Mary rolled her eyes. "Twelve years isn't twenty," she objected cheerfully. "And if I married John for his money, I was badly misinformed as to how lucrative the detective business might be." John snorted, and the two giggled together until Sherlock's baleful glare sobered them.

"As I was saying," the great detective continued with exaggerated dignity, "A nicely padded financial portfolio, a new house, a new wife, a life of leisure—it seemed a straightforward road which lay before him. And yet within two years he is, as you have seen, as broken and miserable a creature as crawls beneath the sun."

"I'll lay odds the wife is having an affair," Mary interrupted again.

John grinned. "Do stop holding back, Mary," he urged. "If you have an opinion, please share it with us."

"Sorry," Mary tried to look contrite, failing at it badly. "Do go on. I'll be good, I promise," she added; but John wasn't fooled for a minute. He winked at her cheerfully.

"So the wife had an affair, did she? How tediously predictable," he prompted Sherlock, who rolled his eyes again.

"The old story," he agreed grudgingly. "A treacherous friend and a fickle wife. It would appear that Amberley has one hobby in life, and it is chess. Not far from his home there lives a young doctor who is also a chess player; he is called Dr Ray Ernest."

Mary snorted derisively. "Ernest is as earnest does," she teased. "I suppose he was in great earnest about his chess playing."

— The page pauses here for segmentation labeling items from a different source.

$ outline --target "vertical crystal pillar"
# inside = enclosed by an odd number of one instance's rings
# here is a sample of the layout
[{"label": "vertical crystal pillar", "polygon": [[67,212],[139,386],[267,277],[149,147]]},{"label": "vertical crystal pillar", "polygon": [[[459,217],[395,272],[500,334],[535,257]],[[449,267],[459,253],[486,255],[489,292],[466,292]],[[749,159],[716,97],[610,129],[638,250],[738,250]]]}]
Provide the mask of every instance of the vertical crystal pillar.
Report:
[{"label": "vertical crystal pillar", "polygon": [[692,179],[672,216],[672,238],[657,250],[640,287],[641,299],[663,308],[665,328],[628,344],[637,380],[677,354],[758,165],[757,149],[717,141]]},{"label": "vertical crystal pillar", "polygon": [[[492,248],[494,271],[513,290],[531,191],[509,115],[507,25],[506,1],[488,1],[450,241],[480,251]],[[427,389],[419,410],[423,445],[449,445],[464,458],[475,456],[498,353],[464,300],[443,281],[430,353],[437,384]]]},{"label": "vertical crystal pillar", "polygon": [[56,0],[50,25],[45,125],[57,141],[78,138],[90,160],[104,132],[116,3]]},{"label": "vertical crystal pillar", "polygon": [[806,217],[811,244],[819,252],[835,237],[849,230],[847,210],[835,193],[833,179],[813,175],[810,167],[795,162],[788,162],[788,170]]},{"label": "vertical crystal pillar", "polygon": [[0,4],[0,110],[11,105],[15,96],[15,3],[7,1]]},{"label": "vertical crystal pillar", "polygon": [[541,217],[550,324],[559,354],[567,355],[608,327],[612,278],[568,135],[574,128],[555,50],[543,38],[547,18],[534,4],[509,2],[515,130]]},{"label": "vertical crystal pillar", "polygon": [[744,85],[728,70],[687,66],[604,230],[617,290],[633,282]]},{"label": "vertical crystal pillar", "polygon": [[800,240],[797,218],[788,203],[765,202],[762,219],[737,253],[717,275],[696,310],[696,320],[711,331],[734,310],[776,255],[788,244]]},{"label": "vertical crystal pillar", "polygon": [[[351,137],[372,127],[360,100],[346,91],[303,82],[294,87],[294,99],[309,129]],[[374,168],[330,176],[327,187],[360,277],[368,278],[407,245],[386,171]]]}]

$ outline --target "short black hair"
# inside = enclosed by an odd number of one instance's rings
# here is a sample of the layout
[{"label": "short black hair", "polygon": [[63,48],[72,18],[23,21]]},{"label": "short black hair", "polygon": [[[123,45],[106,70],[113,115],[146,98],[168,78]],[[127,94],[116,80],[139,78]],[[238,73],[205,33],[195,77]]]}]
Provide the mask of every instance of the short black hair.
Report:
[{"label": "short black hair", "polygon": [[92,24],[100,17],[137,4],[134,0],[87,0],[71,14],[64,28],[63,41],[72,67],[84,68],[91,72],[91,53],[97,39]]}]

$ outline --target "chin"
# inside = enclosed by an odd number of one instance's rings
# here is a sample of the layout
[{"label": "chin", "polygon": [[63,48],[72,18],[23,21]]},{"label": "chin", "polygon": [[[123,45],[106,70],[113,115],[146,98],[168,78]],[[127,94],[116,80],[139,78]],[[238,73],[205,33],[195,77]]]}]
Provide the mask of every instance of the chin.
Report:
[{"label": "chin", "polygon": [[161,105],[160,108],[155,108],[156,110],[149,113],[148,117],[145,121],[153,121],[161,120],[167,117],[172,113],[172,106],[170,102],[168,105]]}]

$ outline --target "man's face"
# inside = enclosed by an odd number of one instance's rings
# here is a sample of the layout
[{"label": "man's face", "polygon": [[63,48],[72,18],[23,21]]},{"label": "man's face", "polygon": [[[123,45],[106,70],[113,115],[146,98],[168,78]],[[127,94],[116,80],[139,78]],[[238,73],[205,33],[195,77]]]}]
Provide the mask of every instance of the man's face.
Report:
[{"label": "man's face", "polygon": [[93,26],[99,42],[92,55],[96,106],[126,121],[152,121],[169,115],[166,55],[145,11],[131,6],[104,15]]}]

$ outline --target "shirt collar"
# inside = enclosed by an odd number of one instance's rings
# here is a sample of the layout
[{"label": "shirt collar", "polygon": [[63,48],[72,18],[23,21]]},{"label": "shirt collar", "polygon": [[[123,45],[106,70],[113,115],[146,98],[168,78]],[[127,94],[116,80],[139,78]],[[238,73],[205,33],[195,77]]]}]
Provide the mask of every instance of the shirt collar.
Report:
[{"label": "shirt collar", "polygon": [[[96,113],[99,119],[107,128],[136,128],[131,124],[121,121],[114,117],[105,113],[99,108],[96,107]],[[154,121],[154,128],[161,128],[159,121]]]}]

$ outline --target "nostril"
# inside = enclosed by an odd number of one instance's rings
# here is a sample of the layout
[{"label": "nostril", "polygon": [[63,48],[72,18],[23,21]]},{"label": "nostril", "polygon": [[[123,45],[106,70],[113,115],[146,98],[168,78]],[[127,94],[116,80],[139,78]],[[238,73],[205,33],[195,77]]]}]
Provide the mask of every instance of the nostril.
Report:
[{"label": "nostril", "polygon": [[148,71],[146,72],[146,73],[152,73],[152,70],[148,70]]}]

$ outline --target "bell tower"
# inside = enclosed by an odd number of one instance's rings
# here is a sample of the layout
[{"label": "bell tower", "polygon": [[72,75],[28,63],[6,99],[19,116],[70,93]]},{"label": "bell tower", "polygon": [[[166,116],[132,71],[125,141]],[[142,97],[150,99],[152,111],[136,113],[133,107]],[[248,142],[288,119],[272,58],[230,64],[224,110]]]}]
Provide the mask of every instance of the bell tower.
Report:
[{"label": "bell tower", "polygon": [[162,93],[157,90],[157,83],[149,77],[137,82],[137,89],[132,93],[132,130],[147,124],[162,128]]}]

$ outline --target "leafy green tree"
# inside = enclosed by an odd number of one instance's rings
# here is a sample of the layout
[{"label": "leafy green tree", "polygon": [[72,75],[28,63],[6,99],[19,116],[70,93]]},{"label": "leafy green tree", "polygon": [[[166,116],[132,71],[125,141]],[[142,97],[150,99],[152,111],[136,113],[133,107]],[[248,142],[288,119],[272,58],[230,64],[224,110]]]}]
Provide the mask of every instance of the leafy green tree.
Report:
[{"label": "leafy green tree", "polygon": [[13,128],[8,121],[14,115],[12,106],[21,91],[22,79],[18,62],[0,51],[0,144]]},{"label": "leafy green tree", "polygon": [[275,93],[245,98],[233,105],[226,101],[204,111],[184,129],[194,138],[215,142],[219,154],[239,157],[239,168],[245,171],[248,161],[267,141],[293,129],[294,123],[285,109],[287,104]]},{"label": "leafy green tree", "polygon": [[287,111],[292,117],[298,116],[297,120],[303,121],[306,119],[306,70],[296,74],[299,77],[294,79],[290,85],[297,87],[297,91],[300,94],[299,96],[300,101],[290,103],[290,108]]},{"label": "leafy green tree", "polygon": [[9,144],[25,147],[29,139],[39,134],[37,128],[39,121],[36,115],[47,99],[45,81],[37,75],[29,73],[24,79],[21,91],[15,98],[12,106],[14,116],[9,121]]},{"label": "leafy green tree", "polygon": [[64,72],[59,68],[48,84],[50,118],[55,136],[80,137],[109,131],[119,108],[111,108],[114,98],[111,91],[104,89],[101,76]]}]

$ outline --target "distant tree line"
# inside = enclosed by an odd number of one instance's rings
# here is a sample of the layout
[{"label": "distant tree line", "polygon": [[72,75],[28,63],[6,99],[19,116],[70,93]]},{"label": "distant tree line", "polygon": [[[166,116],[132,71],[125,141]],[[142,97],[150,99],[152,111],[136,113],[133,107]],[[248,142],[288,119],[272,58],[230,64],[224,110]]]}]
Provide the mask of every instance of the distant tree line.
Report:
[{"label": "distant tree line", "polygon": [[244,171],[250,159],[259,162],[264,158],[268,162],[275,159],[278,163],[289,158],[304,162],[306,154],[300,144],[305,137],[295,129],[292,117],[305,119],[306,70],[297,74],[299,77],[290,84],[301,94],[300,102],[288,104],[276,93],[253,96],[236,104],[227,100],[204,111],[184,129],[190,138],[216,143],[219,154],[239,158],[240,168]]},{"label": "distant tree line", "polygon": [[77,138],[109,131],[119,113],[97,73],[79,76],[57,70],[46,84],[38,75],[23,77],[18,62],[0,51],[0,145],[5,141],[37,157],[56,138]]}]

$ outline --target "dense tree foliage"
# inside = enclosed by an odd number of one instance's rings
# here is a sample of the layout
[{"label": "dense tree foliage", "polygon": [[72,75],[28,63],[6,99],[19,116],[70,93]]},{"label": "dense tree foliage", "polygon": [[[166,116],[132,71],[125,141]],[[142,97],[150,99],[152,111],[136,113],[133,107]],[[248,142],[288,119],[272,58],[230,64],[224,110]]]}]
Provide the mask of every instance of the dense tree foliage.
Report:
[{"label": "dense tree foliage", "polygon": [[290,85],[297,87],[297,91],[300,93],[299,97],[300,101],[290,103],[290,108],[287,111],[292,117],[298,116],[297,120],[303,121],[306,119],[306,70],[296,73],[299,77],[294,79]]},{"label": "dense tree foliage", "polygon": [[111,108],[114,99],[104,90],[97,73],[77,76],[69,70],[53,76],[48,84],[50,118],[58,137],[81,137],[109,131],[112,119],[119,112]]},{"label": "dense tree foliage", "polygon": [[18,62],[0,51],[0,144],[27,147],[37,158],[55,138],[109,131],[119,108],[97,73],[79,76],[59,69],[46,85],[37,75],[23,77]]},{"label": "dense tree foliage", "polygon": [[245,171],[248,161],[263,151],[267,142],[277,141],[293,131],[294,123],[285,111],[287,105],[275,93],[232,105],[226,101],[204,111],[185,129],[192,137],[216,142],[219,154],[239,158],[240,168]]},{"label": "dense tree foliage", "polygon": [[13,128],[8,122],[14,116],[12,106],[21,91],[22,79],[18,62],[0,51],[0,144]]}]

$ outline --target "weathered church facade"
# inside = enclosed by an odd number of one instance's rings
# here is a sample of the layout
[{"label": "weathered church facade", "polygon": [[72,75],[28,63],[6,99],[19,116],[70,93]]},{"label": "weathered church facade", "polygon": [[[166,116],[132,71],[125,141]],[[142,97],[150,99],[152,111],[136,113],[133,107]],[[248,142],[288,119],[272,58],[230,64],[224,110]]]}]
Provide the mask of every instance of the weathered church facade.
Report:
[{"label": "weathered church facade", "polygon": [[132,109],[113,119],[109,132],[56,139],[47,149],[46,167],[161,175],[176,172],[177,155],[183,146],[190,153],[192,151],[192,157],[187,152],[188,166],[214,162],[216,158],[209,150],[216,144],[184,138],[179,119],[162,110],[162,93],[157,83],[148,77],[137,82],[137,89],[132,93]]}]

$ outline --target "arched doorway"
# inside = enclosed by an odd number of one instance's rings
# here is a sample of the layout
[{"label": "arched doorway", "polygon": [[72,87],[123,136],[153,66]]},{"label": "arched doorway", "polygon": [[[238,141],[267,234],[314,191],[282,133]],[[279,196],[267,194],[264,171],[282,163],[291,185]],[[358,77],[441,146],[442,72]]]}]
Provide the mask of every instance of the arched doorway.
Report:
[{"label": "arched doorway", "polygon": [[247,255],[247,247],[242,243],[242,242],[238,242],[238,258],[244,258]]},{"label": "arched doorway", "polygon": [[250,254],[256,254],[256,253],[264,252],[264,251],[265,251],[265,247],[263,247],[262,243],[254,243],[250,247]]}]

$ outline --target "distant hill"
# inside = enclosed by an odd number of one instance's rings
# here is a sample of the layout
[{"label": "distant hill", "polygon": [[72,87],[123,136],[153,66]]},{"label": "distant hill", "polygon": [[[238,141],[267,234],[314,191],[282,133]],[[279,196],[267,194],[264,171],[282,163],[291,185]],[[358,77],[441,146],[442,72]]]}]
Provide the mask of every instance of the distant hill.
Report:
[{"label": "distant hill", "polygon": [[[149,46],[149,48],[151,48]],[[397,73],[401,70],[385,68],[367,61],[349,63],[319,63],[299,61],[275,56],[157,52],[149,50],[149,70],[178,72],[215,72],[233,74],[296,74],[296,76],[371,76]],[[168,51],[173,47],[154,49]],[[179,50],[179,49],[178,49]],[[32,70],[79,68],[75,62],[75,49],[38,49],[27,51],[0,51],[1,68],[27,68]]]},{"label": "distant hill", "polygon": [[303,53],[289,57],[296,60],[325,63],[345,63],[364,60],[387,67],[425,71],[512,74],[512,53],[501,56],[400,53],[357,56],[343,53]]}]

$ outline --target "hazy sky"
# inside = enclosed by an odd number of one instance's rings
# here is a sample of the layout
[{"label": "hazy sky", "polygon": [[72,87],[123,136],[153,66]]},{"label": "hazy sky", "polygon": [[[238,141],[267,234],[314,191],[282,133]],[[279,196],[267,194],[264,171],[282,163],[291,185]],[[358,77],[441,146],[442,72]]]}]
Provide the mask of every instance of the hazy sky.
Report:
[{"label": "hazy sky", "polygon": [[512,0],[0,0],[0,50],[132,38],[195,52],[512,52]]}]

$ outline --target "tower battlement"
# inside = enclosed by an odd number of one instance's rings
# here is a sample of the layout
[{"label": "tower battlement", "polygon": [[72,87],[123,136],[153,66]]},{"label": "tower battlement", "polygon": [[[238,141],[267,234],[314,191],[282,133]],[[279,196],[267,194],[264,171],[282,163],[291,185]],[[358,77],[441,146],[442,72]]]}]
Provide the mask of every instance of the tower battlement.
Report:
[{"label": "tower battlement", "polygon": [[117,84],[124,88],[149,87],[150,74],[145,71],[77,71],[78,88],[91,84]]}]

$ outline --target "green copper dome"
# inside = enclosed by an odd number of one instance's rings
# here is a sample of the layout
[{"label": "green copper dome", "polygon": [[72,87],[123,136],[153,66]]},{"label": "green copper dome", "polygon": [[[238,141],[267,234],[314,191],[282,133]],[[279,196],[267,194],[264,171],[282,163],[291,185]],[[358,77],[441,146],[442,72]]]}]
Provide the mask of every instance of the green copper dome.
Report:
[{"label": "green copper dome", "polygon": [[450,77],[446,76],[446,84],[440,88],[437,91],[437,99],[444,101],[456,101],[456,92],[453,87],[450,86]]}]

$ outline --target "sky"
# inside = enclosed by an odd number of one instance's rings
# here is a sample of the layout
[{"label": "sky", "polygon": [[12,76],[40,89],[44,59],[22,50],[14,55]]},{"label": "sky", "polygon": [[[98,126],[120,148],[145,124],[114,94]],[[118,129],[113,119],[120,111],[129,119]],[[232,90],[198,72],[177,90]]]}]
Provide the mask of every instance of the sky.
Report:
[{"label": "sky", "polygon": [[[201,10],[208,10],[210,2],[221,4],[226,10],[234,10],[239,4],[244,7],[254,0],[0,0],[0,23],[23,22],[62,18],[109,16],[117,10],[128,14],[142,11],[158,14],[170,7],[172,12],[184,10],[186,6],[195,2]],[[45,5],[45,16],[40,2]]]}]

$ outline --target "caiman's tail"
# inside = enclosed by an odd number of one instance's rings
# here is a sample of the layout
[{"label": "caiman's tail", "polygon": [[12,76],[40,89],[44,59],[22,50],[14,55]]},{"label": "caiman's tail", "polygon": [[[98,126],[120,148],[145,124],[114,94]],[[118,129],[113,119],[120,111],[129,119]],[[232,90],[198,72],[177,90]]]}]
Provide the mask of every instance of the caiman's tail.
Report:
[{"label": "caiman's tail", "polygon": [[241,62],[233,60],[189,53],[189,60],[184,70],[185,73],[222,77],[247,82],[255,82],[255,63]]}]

Sherlock chose to ignore her. "Ernest was frequently in the house, and an intimacy between him and Mrs. Amberley was a natural consequence."

"I should say so," John put his oar in this time. "Our unfortunate client has few outward graces, whatever his inner virtues may be."

Mary nodded wisely. "I suppose they've gone off together to destination unknown, and poor Mr. Amberley wants us to find his dear wife and persuade her to come back."

"You're half right," Sherlock nodded, his spirits seemingly improved by his friends' good humour. "The couple went off together last week, but the service our client requires of us is to recover the old man's life savings, which she apparently carried off in her luggage."

"Gold digger!" Mary cried triumphantly. "What did I tell you?"

Sherlock's eye raised to the ceiling in an exaggerated appeal to the heavens for patience. "Yes, yes, you're very clever," he conceded to her delight, hiding a smile. "You have the address in the folder there. Off you go, then, and leave me to the Copts! I should be finished with them one way or another by midnight, and then you can report your findings to me."

"Report. As to a commanding officer?" John inquired, his eyebrows raised in mock indignation.

"Regale, I meant. Regale me with stories of your adventures," Sherlock amended sarcastically, to the amusement of his colleagues. And, in spite of his best efforts, the corners of his mouth turned up a bit.

"We'll do our best," Mary assured him, in earnest, kissing his cheek. "Good luck with your Coptic Patriarchs. I know you'll be brilliant."

"Naturally," Sherlock said modestly.